副園長 市川 温予

 

突然の雨)

雨が降ったり、晴れたりという現象は、大人にとっては、なんでもない現象かもしれませんが、環境が変化するということに子どもは本当に敏感です。

6月のある日、大粒の雨が降り、バラバラという園の屋根をたたくほどの音になり、あまりの雨音にじっと耳をすまし、窓から園庭を真剣な目でみつめている子どもたちがたくさんいました。

翌朝は雨がやみ、園庭はいつもとは違っています。

園庭に小さな川ができたり、砂場の砂も泥んこあそびの素材に好適なことを子どもたちは知っています。手のみならず、足で穴をほる子、泥をこねる子、雨の湿りだけでは不足とばかりに水道からバケツで水を運ぶ子など実にさまざまな遊びが生まれ、私達保育士も思わぬ遊びの展開にあらためて子どもたちの遊びの世界を再認識させられました。

子どもは全身で環境にかかわろうとします。
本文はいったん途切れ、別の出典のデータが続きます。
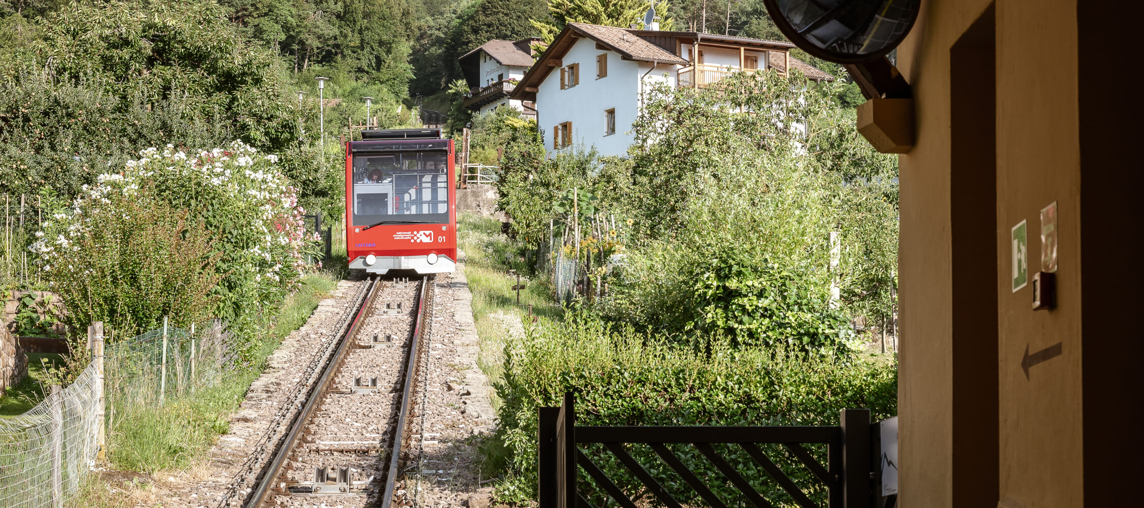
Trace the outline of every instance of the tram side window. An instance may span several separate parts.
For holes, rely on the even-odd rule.
[[[388,220],[447,222],[447,154],[428,151],[356,157],[352,195],[355,225]]]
それが子どもの自然な姿だと思います。

今回はながさわ保育園の子育て支援事業の「あそぼうデー」と「おしゃべり会」「子育て相談」についてお伝えしたいと思います。

あそぼうデー

毎週水曜日に行っています。

平均15組の親子が来園され、午前中ですが、楽しく過ごしてもらっています。最初はお母さん同士も遠慮していましたが、回数を重ねるごとにお母さん同士が顔見知りになり、仲良くなっていく姿があります。

お母さん達はいろんな話をされ、また子ども達が楽しそうに遊んでいる姿に優しい母親のまなざしをおくっているところを私はよく眼にします。忙しい毎日の中で、ほんのひとときゆっくりと気持ちにゆとりを持つ時間があることは本当にいいことだと思います。また、家庭では1対1の子育てで、親子関係がカプセル状態になっていて話をするのも耳に入る言葉も母親の音声のみ。いろんな親子に出会うことで、親も子も刺激になっていると感じています。そして、お母さん同士の交流、情報交換が行われている様子を見守り、子育てを楽しみながらできるように適切な援助を続けていくことが大切だと思っています。

 子育て相談も多いのですが、お母さん達の置かれているさまざまな立場を理解しつつ、子育てのパートナーとして、心のつながりを持ち、一緒に喜んだり、苦しんだり、お母さんの生き方に共感したりその上で柔軟にかつ慎重に応えていかなければと思っています。

育児は地道で時間のかかることなので、単発的なイベントよりも日々の生活の中で気軽に相談したり、話をしたりする場をつくっていくことが一番大切だと私は思っています。

また、あそぼうデーにくることによって「育児」という同じ立場の人が集まり、おしゃべりの時間が持てるだけで育児のストレスも半減するようです。

そして、いろんなお母さん同士の出会いの場、支えてもらったり支えてあげたりの関係でつながっていくのだと思います。

大人が笑顔で楽しそうに話しをしていると、子供達も自然とその周りで遊びはじめます。安心するのでしょうね。

そして、支援センターは、ただほっとする場、お母さん同士が出会う場だけでなく、お母さんが一人の母親として、一人の女性として生きていくための手だてのもとをさがすところでもありたいと思っています。

「子育てにやさしい地域」がどんどん広がることがお母さんたちの子育てを支えます。幸せ空間が広がることを私はいつも願っています。


おしゃべり会

毎週木曜日に行っています。

在園児のお母さん、あそぼうデーのお母さん、O.Bのお母さん、どなたでもOKです。

保育園で気軽におしゃべりしてみませんか?

昨年18年度からはじめたのですが、今は毎週木曜日を楽しみにしている方がいてとても嬉しく思っています。

ほんとに気軽にわいわいお茶を飲みながら話をしています。

子育てのことや学校のこと。いろんなことをお母さん同士が話され、みんなで考えたり、「こうしたらよかったよ」と教えてもらったり、おたがいが支えあっている関係だと思います。

笑いは人と人とのかかわりを気持ちよく成立させる最も有効な手段だといわれていますが、ほんとに笑いのある場はとても大切で、その場はあったかくなりますよね。

私もお母さん同士の会話の中に入ったり、最近はお母さん方におまかせして楽しく過ごしてもらっています。

帰るときのお母さん達は笑顔いっぱいです。「また来るわ。」「来週ね。」といって帰られる姿を見ると本当に嬉しいです。みんなで子育てしていきたいですね。

 ながさわ保育園にたくさんの地域の人達が気軽に出入りできるような、そして顔見知りとなり、人と人のつながりが広がっていけばいいなと思います。そして、井戸端会議のような雰囲気であちこちで話の輪ができ、なんでもないような話の中で子育ての不安を解消したり、励ましあったりするそんな流れの中で子育てはできていくのだと思います。